You also need to understand and agree on how you define scale – what are you trying to achieve?
Beyond that, it’s about engagement, IT support, and cultural change as much as it is around process definition and optimization.
Important prerequisites are to define expectations around Automation and scaling in support of business objectives. The purpose of digitization is to enable a more intelligent enterprise, so you need to keep your eye on the end-objectives.
Editor: What does a smarter digital workforce mean for the enterprise?
Shrikant Deo: This developing intelligence of the digital workforce is a key enabler for tomorrow’s enterprise. Future digital workers will learn from the knowledge base that is currently being built in the enterprise. The digital workers of the future will learn from their human partners to the extent that eventually they will no longer need to be told what to do – they will learn what to do. That means that growth – or expansion – of scope will be self-generating. Automation will fuel Automation.

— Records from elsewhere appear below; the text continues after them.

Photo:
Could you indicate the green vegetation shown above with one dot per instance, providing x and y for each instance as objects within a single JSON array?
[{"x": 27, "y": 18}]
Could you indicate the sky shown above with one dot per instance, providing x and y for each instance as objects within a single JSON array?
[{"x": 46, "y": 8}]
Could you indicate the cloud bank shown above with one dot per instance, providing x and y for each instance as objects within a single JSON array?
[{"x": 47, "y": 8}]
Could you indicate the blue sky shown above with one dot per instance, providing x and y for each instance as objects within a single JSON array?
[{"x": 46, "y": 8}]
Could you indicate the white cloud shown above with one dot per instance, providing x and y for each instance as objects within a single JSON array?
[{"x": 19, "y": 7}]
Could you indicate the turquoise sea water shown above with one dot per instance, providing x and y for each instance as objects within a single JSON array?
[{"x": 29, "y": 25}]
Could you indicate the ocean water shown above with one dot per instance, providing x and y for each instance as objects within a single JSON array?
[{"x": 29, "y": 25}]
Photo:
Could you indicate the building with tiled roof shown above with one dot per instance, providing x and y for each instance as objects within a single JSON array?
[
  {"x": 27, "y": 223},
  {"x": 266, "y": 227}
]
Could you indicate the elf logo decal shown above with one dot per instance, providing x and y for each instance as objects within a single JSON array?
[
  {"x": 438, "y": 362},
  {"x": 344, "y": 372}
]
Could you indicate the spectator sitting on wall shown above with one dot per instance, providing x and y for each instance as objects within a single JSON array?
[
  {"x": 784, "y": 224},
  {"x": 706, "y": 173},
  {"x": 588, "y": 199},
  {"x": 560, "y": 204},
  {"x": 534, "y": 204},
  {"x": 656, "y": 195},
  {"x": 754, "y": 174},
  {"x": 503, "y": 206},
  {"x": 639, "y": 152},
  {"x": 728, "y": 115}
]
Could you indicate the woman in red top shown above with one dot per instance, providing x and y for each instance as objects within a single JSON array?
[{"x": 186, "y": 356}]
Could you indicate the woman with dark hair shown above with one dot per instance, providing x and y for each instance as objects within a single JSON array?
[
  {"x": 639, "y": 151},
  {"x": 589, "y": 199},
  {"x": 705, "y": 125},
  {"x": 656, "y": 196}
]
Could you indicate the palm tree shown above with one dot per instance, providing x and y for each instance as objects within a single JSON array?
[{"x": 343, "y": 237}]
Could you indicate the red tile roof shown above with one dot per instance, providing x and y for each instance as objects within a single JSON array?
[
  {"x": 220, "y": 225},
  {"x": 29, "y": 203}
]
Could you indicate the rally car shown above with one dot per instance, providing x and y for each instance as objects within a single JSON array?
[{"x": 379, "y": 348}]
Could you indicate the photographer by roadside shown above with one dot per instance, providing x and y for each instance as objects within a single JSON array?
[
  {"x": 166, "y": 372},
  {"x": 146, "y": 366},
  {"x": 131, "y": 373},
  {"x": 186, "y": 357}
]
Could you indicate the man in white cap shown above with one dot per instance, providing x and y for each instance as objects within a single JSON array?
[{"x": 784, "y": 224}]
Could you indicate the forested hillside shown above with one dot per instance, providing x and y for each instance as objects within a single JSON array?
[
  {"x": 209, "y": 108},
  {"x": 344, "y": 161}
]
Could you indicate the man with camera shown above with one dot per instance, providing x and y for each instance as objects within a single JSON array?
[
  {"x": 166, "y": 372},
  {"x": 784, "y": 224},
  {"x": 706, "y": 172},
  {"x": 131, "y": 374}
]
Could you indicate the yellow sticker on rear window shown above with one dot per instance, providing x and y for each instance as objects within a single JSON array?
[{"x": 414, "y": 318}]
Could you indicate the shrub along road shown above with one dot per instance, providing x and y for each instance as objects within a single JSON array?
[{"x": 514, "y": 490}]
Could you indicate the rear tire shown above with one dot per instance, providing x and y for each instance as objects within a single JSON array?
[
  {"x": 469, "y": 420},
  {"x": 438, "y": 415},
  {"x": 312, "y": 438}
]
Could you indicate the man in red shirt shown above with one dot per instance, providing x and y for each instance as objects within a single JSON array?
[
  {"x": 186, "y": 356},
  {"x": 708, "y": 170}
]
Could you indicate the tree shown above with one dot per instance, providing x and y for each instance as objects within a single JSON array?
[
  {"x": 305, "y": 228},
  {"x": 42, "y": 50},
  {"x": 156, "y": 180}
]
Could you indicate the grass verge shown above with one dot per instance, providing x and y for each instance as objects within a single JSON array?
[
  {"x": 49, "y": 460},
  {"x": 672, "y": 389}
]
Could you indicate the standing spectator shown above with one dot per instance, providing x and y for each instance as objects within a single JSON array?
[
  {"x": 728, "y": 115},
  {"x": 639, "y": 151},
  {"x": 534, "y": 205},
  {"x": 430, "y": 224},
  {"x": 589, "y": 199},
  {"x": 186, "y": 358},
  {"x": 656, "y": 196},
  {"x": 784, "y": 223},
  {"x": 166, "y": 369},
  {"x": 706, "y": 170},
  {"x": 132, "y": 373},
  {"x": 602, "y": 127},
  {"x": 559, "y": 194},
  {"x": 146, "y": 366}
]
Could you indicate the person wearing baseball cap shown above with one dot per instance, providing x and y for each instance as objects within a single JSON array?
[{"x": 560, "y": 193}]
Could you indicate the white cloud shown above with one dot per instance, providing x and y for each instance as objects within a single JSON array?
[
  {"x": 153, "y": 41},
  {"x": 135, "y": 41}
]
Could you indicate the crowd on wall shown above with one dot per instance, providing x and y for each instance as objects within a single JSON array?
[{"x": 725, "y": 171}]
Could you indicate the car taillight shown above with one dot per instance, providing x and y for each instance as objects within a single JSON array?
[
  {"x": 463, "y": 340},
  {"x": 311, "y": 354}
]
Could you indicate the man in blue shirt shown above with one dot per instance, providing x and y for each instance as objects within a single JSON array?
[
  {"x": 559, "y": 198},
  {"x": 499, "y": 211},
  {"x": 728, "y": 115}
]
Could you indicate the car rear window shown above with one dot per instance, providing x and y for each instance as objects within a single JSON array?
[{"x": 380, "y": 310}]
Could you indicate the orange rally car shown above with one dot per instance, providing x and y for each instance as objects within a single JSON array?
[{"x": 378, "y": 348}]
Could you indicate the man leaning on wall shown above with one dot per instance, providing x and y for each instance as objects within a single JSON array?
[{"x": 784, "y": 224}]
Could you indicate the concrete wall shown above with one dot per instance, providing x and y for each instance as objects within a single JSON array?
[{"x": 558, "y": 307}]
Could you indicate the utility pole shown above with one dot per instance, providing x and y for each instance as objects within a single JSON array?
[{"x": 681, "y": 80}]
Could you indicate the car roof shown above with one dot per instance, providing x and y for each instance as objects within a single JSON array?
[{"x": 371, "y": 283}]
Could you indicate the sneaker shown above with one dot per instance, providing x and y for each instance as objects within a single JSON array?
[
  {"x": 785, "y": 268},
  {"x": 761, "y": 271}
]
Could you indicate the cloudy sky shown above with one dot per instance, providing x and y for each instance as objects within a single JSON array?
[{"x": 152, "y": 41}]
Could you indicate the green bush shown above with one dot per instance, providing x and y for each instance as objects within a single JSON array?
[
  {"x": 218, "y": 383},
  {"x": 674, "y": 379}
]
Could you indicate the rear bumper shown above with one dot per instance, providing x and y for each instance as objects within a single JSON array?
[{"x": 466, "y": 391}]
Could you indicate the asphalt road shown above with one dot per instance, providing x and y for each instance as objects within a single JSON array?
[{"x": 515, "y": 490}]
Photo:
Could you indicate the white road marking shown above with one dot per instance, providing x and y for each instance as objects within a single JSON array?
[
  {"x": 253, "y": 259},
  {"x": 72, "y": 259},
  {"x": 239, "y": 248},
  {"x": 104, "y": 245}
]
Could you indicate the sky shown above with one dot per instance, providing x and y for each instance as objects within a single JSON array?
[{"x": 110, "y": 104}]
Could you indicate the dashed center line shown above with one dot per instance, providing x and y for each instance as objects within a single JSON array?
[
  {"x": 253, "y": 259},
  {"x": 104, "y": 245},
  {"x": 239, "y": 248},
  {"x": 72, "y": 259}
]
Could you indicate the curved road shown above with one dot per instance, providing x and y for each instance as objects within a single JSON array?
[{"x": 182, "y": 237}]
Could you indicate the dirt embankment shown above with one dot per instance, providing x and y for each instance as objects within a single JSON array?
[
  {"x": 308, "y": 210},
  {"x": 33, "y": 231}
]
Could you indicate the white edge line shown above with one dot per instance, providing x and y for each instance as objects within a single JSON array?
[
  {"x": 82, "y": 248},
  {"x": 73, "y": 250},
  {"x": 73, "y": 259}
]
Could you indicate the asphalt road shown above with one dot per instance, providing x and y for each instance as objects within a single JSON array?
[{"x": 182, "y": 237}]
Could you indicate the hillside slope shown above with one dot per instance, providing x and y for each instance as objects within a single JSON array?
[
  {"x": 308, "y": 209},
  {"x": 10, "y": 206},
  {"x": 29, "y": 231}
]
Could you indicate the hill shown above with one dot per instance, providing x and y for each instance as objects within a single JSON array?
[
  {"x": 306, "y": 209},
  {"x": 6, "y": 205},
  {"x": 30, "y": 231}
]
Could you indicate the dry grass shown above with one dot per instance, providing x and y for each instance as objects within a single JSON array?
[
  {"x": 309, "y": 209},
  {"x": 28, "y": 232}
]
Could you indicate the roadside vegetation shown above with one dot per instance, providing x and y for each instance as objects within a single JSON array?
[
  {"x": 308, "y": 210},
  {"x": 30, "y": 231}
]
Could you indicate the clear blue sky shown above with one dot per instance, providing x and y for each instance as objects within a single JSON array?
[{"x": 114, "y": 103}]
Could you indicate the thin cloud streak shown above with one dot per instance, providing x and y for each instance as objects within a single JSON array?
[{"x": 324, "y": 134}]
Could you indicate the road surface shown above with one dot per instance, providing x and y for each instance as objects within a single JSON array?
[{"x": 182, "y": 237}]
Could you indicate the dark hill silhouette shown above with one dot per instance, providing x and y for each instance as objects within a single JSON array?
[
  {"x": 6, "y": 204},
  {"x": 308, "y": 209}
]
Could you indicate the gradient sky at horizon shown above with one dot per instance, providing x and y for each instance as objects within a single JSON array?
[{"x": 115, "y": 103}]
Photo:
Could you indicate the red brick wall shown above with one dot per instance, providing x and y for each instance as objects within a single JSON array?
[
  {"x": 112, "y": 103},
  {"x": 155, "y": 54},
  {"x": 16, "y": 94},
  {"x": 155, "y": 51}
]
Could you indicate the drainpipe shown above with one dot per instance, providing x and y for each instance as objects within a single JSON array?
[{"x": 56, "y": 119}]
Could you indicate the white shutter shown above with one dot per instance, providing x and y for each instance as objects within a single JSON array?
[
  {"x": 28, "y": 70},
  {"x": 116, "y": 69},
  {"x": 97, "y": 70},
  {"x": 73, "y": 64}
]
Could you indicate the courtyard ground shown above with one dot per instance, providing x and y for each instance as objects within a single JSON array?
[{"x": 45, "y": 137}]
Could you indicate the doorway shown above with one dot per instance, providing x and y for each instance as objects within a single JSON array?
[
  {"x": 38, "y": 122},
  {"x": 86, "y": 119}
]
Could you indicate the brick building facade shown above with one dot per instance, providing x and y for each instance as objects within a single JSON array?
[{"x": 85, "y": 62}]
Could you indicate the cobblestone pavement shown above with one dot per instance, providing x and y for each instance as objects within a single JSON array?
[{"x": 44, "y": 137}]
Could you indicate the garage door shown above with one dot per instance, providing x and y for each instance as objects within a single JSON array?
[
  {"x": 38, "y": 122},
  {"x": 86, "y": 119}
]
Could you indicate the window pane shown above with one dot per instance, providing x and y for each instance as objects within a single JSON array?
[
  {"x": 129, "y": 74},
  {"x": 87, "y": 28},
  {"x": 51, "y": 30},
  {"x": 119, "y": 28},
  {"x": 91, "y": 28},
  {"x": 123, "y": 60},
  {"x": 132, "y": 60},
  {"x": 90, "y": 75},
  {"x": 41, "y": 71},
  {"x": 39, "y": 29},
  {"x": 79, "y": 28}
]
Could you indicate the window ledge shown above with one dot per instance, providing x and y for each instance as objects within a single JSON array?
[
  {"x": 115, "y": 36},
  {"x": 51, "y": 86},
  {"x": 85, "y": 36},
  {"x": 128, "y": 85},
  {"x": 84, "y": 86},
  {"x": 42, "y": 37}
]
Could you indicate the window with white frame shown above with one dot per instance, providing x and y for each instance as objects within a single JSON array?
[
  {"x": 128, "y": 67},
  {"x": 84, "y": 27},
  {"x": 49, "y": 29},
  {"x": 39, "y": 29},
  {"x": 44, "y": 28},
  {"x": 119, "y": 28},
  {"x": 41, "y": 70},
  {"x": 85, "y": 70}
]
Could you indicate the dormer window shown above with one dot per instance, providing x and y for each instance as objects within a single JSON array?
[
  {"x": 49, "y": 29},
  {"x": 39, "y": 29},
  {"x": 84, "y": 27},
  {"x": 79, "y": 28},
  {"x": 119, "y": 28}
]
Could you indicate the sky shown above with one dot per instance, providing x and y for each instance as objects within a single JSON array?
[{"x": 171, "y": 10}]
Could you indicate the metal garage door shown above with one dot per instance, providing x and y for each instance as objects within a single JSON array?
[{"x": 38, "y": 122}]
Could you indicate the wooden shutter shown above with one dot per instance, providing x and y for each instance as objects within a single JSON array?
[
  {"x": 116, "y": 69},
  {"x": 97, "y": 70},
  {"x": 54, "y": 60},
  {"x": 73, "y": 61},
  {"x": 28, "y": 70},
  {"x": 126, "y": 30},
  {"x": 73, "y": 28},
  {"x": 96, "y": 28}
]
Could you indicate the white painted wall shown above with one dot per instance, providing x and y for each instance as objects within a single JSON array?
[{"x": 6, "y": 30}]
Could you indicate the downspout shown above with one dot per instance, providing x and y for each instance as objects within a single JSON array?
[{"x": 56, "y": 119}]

To understand this better, we need to take a step back. While today most solutions still work more or less in isolation – RPA & AI – in future, these capabilities will merge to create a new state of technology defined by intelligent Automation – Automation Singularity. These technologies will also become more ‘natural’ and ‘stable’ in the enterprise. That is not yet the case. Today, most enterprises are not yet at the stage where they can smoothly integrate and scale such technologies. That requires maturity.
Things are changing quickly, however. As organizations mature in their understanding of Automation’s capacity, they will also prepare their employees to use these technologies – without friction. This capability will depend on a common platform, however, that connects Automation with AI and machine learning.
Employees too will have developed Automation and AI as core skills and be able to problem-solve business solutions based on them.
Finally, the management and governance of the digital workforce will be a key factor. As the digital workforce swell in the ranks of an enterprise, we can expect more conflict to arise between human and digital workers. Resolving these conflicts requires collaboration. This methodology must be enshrined in rules around governance and how to distribute and orchestrate work.
Today, RPA and AI are seen more as incremental initiatives layered over the enterprise IT landscape. In tomorrow’s digitally-enabled enterprise, these capabilities will form the core of the landscape.
Editor: How will the digital workforce become ‘smarter’?
Shrikant Deo: For the past decade, operational Automation – we did not call it RPA back then – took the form of attended Automation, by supporting work initially in contact centers and customer-facing activities. Then, the back office recognized the opportunity of deploying RPA in unattended – i.e., process centric-form. Today, as solutions and understanding evolve, we are seeing demand for attended Automation rising in both the front and the back office. It’s giving way to a human-empowered form of Automation where humans trigger Automation and AI, but also enable the digital workforce to become smarter.
Here is what this means.
Within the scope of many attended automated transactions, humans step in to make the right decisions where the robots, for whatever reason, cannot. However, because this is happening within the scope of automated transactions, the robot – the software – is learning. In our product, this is called the Digital Workbench. Automation is learning from every decision made by humans. So, as humans step in to fill in the gaps, and at the same time, they are training robots to be smarter.
Robots are watching and learning from humans, which develops their own ‘intelligence.’ This trend will gain momentum to where the digital workforce will move from what we are currently still calling digital assistants, to highly capable and intelligent, digitally-empowered independent workers.